9 мая состоялся торжественный общегородской крестный ход во главе со святителем. В нем участвовали тысячи людей. Развевались многочисленные хоругви, всем народом пелись пасхальные ирмосы, священники призывали к объединению верующих у креста распятого Христа. Это было подлинное торжество православия. Архиепископ, напутствуя расходящиеся по своим храмам приходские крестные ходы, говорил, что враги христианства восстали на Церковь Христову, а в Церкви — наши устои, сохраняющие от развала и уничтожения нашу нацию. Враги Церкви посягают на церковное имущество, собранное в течение веков верующим народом, и он, преемственно получивши власть «вязать и решать грехи людские», данную Христом апостолам, отлучает от Церкви посягающих на храм Господень, доколе они не исправятся. А если ему и смерть придется принять, то он готов умереть.

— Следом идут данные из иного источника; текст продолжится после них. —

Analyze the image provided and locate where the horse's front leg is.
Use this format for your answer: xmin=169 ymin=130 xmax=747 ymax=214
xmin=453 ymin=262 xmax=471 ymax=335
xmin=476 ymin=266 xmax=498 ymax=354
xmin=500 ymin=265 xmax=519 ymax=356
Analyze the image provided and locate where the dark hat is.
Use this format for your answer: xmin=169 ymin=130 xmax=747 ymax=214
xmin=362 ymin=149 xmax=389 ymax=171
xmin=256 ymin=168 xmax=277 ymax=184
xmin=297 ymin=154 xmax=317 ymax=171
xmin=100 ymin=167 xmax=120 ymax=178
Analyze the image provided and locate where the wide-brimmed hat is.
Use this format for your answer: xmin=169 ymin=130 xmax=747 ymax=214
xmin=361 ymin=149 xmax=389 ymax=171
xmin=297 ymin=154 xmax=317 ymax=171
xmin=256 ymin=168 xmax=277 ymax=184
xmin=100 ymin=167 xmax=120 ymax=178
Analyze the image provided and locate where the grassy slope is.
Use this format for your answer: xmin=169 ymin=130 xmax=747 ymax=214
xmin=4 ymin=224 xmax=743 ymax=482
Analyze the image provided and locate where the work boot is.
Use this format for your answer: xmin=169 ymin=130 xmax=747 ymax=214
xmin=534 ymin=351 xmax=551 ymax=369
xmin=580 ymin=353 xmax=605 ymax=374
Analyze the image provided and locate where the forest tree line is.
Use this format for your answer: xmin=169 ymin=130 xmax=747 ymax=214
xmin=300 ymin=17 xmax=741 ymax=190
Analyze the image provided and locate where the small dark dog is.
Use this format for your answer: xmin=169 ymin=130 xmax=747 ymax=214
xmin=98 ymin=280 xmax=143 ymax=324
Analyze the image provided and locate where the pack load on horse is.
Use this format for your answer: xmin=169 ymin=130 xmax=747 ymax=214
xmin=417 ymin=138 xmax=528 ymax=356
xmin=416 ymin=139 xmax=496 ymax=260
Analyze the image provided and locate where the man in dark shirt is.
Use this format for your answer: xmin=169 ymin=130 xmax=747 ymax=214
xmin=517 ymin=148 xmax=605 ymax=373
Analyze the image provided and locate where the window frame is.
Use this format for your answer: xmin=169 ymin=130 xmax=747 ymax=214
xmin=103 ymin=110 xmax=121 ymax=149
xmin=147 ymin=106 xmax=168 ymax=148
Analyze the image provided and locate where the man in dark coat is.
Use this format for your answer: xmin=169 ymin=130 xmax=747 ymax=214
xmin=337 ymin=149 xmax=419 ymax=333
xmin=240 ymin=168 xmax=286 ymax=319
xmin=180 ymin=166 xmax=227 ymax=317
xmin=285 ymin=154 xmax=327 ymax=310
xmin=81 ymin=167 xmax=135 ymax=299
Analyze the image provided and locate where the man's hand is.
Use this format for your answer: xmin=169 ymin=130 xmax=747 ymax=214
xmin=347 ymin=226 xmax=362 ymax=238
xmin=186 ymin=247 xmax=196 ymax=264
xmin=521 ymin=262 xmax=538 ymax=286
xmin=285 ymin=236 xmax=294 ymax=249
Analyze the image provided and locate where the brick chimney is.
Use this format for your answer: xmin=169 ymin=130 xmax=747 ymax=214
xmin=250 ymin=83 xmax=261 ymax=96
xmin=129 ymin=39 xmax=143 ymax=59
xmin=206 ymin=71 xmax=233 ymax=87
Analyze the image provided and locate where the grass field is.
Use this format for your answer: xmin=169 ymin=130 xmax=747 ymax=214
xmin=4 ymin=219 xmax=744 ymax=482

За всеми церковными службами он обличал новоявленные советские власти за алчность, за бесстыдный обман народа, за все то беззаконие и нравственную гибель, которые они принесли России. Тысячи людей, даже совершенно неверующих, шли послушать мужественное слово святителя. Сразу же после захвата власти большевиками разлились по России потоки лжи и вымыслов, но сердце человеческое искало правды, и, желая слышать ее, многие люди шли в храм.
В ответ на декрет о национализации церковного имущества, осуществление которого вылилось в грабежи церквей, архиепископ в своей проповеди с амвона, обращаясь к прятавшимся среди верующих агентам власти, сказал:
— Идите и передайте вашим главарям, что к дверям храмов и ризниц они подойдут, только перешагнув через мой труп, а при мне и гроша ломаного церковного не получат.
Через два дня после крестного хода архиепископ писал патриарху Тихону:
«Что-то ужасное назревает всюду и у нас. Я пока на свободе, но, вероятно, скоро буду арестован. Признаки полной анархии. На случай ареста оставлю распоряжение о закрытии всех града-пермских церквей. Пусть считаются с самим народом… Да хранит Вас Бог! Благодарю Вас за пожалование сана архиепископа. На отосланные мною открытки многим архиереям ответа не получил ни одного. А надо нам знать друг о друге…»
Епархиальная жизнь шла своим чередом, но происходившее в государстве уже касалось каждого прихода, каждого храма. Один из благочинных прислал донесение владыке о том, «что в ночь на 5 мая перед звоном к пасхальной заутрене в селе Григорьевском крестьянин этого села Николай Гуляев произвел выстрел из старинной пушки с целью, как он сам выразился, «подстрелить Христа». Пушку разорвало, убило на месте бывшего с ним рядом молодого парня, а самому Гуляеву оторвало ногу. Он был отвезен в пермскую больницу, где через двое суток умер в страшных мучениях». Как отмечалось в донесении, «Гуляев в церковь никогда не ходил, христианского долга исповеди и таинства причащения не исполнял».